Tourism in the breakaway state of the Republic of South Ossetia – the State of Alania, widely recognised internationally as being part of Georgia, is rare. It is illegal to enter South Ossetia under Georgian law. However, South Ossetia remains accessible through Russia via the South Ossetia–Russia border. Non-Russian citizens are required to hold a valid Russian visa that permits them to return to Russia, unless they are citizens of countries that are exempt from Russian visa requirements. Visitors, unless they hold a South Ossetian passport or are from an exempt country, such as Russia, are required to receive approval from the South Ossetian government in advance of their visit.

== Visas ==

South Ossetia does not issue visas, with visitors being required to receive approval from the South Ossetian government in advance of their visit. However, as South Ossetia is only accessible through Russia, non-Russian citizens are required to hold a valid Russian visa that permits them to return to Russia, unless they are citizens of countries that are exempt from Russian visa requirements.

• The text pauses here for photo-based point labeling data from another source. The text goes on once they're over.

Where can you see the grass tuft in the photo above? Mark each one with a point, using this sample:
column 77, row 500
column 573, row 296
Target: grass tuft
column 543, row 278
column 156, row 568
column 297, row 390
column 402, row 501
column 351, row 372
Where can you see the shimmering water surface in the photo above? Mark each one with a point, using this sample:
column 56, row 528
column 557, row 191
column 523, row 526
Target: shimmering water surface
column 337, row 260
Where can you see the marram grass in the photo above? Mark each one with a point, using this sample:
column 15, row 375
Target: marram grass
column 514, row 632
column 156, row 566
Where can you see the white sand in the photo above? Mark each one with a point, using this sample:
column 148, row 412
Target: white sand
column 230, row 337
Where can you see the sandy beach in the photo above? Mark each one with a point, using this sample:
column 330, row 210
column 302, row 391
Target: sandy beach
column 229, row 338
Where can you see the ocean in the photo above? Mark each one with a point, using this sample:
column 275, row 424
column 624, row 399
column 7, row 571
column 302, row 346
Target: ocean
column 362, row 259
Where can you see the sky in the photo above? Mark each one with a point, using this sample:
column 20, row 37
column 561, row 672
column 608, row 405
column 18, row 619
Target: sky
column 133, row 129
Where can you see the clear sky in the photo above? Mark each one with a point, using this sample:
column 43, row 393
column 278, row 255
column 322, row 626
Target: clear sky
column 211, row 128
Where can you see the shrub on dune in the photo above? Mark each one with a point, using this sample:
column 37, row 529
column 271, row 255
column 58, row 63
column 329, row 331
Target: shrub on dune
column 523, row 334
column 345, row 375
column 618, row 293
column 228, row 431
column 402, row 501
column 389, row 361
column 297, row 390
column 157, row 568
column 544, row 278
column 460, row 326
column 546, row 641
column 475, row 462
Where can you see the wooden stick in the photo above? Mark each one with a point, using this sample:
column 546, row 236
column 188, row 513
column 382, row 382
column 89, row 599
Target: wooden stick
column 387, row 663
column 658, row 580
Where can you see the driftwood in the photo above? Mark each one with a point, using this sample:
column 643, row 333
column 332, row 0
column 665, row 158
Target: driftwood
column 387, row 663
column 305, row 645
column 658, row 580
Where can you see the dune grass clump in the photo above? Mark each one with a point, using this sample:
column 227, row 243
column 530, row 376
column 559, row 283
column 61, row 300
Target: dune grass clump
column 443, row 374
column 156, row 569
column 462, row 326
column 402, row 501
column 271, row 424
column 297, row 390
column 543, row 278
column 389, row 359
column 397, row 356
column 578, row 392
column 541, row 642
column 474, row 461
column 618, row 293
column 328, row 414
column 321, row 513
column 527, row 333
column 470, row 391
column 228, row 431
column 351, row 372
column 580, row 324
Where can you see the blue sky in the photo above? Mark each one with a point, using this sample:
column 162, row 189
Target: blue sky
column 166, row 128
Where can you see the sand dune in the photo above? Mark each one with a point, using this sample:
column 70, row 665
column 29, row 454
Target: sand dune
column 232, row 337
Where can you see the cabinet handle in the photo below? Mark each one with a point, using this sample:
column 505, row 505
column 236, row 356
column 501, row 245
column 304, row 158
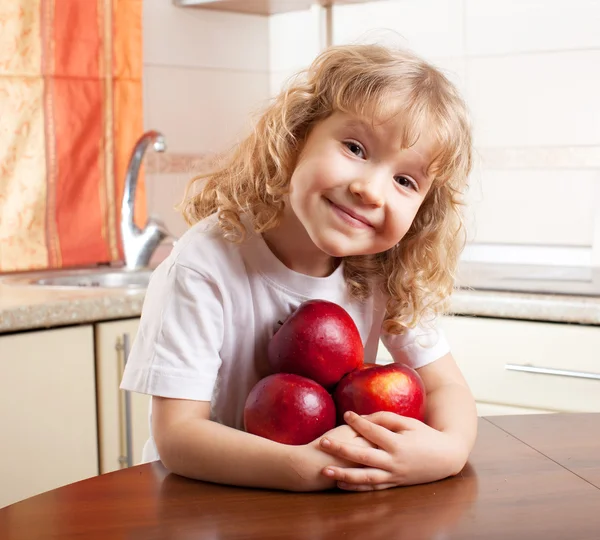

== Tourist attractions and tours ==
South Ossetia, located in the South Caucasus, occupies part of the southern Caucasus Mountains, including the Keli Highland, which is a popular natural attraction among tourists to the state. Religious tourism is also popular, with South Ossetia having many old Christian churches, some dating back to the 9th century—the Bieti Monastery, Eredvi basilica, Tigva Monastery, Tiri Monastery and Tsirkoli church of the Mother of God are inscribed on the list of Georgia's Immovable Cultural Monuments of National Significance.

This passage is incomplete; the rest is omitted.